Ja miałam coś podobnego - tylko, że co miesiąc podpisywałam umowę kwotową. Jedno to ten dokument, który się podpisywało, drugie wywieszka, żeby każdy mógł zobaczyć ile niby zarobił, ile stracił itp, a trzecie miało się na koncie, także dopiero jak przyszło na konto to tak naprawdę wiedziałaś ile zarobiłaś
@ove3 Akurat tu nie ma się czym chwalić pracuje na produkcji :p ale już dostałam od nowego roku umowę na dwa lata
W mojej okolicy to ciężko zajść pracę nawet dorywczo. Albo musisz mieć znajomości żeby chociaż staż dostać od 2 lat nic nie znalazłam i myślę nad wyjazdem.
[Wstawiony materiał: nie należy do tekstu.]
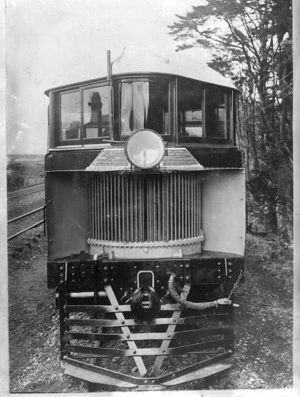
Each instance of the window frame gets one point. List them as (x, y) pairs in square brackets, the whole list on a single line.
[(171, 103), (58, 113), (229, 126)]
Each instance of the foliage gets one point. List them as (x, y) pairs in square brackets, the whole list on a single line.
[(247, 41)]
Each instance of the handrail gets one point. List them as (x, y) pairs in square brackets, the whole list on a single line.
[(24, 215), (32, 226)]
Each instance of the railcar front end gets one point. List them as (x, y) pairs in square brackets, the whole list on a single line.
[(145, 207)]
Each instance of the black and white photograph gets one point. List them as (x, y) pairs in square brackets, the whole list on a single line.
[(147, 203)]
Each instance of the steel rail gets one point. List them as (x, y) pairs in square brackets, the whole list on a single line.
[(32, 226)]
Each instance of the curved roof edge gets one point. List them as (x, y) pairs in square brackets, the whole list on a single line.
[(137, 60)]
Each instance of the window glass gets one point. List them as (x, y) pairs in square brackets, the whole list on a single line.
[(190, 105), (95, 112), (216, 114), (70, 116), (144, 104)]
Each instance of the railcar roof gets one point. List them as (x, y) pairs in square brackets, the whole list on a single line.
[(134, 60)]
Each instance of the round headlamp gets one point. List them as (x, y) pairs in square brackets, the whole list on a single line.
[(145, 149)]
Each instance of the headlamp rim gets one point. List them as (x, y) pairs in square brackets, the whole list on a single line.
[(163, 152)]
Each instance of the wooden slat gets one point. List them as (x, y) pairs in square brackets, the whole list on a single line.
[(153, 351), (111, 309), (131, 322), (182, 335)]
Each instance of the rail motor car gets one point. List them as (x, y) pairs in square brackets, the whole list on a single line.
[(145, 208)]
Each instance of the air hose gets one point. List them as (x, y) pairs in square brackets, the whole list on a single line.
[(192, 305)]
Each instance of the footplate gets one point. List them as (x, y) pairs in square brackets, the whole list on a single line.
[(105, 344)]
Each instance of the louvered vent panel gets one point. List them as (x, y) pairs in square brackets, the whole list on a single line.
[(130, 208)]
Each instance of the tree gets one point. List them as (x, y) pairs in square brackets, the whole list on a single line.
[(246, 39)]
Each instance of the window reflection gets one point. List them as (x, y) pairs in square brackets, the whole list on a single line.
[(95, 112), (190, 105), (216, 114), (144, 104), (70, 116)]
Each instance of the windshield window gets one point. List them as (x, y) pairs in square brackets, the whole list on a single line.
[(70, 116), (95, 113), (144, 104), (217, 114)]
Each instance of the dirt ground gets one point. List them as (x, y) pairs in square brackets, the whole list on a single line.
[(263, 347)]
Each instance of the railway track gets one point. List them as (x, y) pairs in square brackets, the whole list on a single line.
[(25, 208)]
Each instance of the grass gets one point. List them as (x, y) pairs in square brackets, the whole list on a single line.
[(271, 254)]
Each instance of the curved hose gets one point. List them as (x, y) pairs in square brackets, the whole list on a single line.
[(193, 305)]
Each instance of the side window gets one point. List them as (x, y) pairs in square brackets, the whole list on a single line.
[(70, 116), (95, 113)]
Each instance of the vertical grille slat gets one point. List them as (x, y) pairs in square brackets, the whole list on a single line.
[(130, 208)]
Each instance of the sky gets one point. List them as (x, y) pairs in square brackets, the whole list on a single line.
[(55, 42)]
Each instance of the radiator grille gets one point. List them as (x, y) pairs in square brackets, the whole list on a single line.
[(133, 208)]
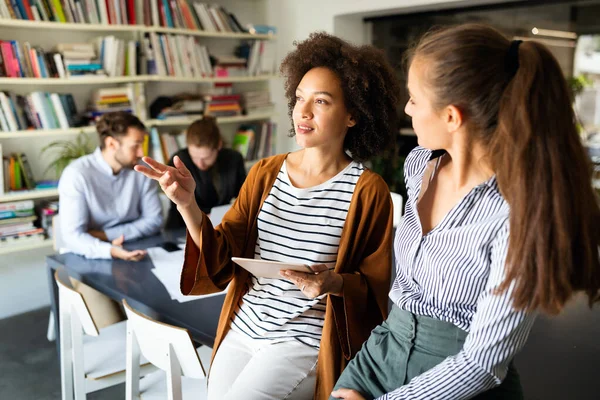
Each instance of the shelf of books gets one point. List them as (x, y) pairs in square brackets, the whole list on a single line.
[(46, 132), (29, 195), (24, 245), (105, 80), (184, 17), (185, 121), (19, 230), (169, 63)]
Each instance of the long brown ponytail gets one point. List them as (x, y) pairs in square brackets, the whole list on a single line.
[(527, 123)]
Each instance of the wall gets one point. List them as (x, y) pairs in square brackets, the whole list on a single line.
[(23, 280), (295, 20)]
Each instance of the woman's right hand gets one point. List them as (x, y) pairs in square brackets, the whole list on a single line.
[(177, 182)]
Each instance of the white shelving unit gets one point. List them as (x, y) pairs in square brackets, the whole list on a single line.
[(45, 25), (13, 248), (50, 33), (175, 122), (103, 80), (29, 195)]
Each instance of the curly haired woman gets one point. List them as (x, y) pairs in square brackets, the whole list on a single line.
[(290, 338)]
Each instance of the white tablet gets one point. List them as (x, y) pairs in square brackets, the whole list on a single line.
[(268, 269)]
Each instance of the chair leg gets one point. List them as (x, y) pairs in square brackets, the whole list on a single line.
[(174, 391), (77, 351), (66, 366), (51, 334), (132, 366)]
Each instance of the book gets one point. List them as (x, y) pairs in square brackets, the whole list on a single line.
[(2, 189), (26, 171)]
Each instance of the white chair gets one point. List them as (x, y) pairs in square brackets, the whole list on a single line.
[(90, 358), (104, 310), (181, 374), (397, 203)]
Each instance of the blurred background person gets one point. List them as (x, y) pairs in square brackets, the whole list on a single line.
[(219, 172)]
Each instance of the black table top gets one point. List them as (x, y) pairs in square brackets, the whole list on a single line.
[(135, 282)]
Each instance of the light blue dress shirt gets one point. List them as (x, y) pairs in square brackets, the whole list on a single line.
[(92, 197)]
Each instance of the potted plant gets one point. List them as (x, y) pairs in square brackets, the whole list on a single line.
[(66, 151)]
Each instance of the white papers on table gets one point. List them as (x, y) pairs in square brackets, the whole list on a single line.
[(167, 268)]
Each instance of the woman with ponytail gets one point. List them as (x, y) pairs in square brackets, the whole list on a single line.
[(501, 221)]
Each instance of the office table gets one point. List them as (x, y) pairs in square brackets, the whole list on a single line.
[(133, 281)]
@CichooBadz ważne że dobrze zarabiasz i Ci praca odpowiada u mnie na produkcji w okolicy to są takie słabe zarobki że porażka najniższa krajowa to najwięcej a w większości poniżej
Tam gdzie pracuje to jest moja pierwsza praca po szkole, a skończyłam w czerwcu. Najpierw zatrudniona przez agencję ( umowa co miesiąc ) po 3 miesiącach, zaczęłam się starać o przejście na zatrudnienie przez firmę w której pracuje. Dostałam się na okres próbny, który trwa również 3 miesiące. Jestem teraz zatrudniona przez tą firmę ale umowa 3 miesiące tylko. Przez ten czas nie mogę brać L4, nie mogę mieć nieobecności w formie nk czy na żądanie. 15 lutego mi się kończy okres próbny i będę zatrudniona na czas nieokreślony. Oczywiście jak mój menago się zgodzi A jestem na stanowisku odpowiedzialnym i wiem już, że mi przedłuży umowę co mnie bardzo cieszy. Na start dostanę również 26 dni urlopu co jest rzadkością, ponieważ trzeba przepracować 10 lat. Minus taki, że pracuje po 10 h, gdzie 12,5 nie ma mnie w domu ale tylko 4 dni w tygodniu. No i stawka godzinowa nie jest jakaś mała.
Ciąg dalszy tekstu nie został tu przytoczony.